Le conseiller fédéral Moritz Leuenberger réagira officiellement samedi en fin d’après-midi, lors d’une conférence de presse.

L’accord

L’accord confirme l’engagement des pays industrialisés à financer l’aide aux pays pauvres à hauteur de 30 milliards de dollars dans les trois prochaines années ainsi que l’engagement d’un Fonds à long terme à hauteur de 100 milliards de dollars par an.

Toute référence à une réduction de 50% des émissions de gaz à effet de serre d’ici 2050 a cependant été éliminée, ainsi que la création d’un organe de contrôle, exigences refusées par les pays en développement.

Le sommet de Copenhague est censé trouver un accord prenant la suite du Protocole de Kyoto sur la lutte contre le réchauffement climatique, qui expire en 2012.

Les 193 pays participants espéraient parvenir au moins à une déclaration politique, à défaut d’un texte juridiquement contraignant.
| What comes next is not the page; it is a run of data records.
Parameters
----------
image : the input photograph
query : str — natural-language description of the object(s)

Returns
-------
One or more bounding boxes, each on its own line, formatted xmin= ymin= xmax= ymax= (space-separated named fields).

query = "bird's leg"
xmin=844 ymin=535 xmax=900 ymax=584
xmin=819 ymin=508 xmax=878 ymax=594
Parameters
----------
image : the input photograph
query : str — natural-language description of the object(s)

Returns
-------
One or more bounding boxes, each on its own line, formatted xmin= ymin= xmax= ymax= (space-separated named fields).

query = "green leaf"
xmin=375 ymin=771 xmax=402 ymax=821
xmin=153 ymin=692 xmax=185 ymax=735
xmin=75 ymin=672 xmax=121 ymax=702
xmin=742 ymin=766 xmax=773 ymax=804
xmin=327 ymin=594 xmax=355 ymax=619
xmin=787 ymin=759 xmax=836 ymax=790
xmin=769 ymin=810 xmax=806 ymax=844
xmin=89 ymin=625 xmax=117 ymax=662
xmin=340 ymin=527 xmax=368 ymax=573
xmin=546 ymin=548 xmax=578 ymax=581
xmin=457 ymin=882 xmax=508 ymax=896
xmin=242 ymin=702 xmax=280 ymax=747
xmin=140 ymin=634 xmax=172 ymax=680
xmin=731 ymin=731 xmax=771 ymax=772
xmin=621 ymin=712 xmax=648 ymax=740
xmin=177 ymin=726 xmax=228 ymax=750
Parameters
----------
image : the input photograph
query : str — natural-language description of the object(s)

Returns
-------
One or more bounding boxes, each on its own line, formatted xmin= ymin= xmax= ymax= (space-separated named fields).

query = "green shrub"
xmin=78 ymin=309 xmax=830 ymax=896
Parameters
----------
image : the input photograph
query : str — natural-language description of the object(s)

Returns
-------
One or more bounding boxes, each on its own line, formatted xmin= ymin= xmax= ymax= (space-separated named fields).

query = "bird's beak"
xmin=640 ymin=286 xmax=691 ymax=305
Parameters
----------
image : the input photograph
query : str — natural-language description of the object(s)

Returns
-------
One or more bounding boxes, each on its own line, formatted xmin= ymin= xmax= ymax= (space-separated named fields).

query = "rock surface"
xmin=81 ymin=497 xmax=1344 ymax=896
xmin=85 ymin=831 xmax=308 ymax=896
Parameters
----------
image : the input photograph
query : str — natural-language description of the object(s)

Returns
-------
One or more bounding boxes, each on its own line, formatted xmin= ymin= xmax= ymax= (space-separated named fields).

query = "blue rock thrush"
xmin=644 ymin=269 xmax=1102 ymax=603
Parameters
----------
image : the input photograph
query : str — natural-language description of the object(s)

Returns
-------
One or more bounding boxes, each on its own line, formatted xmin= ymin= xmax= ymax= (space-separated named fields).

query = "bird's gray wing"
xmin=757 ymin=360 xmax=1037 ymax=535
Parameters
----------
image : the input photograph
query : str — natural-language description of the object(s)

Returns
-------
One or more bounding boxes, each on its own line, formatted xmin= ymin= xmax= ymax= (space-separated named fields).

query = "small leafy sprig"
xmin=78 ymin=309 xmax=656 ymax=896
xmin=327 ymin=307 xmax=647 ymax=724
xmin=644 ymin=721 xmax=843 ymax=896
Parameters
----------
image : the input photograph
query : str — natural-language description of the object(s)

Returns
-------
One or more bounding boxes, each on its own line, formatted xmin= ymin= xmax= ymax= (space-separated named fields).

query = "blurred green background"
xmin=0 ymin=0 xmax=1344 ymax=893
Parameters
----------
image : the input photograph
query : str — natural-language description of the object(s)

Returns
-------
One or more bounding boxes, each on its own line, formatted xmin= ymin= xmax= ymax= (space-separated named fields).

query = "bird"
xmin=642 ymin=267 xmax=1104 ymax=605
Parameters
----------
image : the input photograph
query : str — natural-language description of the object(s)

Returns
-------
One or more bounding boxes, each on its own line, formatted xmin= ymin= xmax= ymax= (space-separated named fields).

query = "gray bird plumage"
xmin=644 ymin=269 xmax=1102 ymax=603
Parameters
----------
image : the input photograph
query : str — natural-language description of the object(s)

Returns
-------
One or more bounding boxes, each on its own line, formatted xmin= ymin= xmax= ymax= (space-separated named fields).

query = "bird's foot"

La conclusion d’un accord légalement contraignant pourrait n’intervenir qu’en décembre 2010, lors d’une nouvelle conférence à Mexico.

swissinfo.ch et les agences

Repères

193 pays et 120 chefs d’Etat dans la dernière ligne droite, ont tenté de s’entendre durant deux semaines à Copenhague sur un accord climatique global succédant ou prolongeant le Protocole de Kyoto.

Un protocle qui court jusqu’à fin 2012 et s’avère être le seul instrument juridiquement contraignant (pour les pays industrialisés) de réduction des émissions de gaz à effet de serre.

La négociation portait aussi sur la Convention-cadre des Nations unies sur les changements climatiques (CCNUCC).

Selon les climatologues, il reste entre 10 et 20 ans au monde pour inverser la tendance à la hausse des émissions de gaz à effet de serre. Sans quoi il deviendrait difficile aux humains de s’adapter à la déstabilisation induite du climat.

L’objectif a Copenhague était de réduire les émissions de gaz à effet de serre de manière à ce que la hausse globale des températures ne dépasse pas 2°C par rapport à l’ère préindustrielle.

Le Giec (Groupe d’experts intergouvernemental sur l’évolution du climat) juge nécessaire une réduction de 25% à 40% des émissions des pays industrialisés d’ici 2020 par rapport aux niveaux de 1990.

Il invite les pays riches à émettre de 80% à 95% de gaz à effet de serre en moins d’ici 2050. Et les pays en développement à réduire leurs émissions de 50%.

Pour sa part, la Suisse prévoit une réduction d’ici 2020 de 20% au moins de ses émissions par rapport à 1990. Elle s’était dite prête à relever l’objectif de réduction à 30%, dans les pas de l’Union européenne, selon l’issue de la conférence de Copenhague.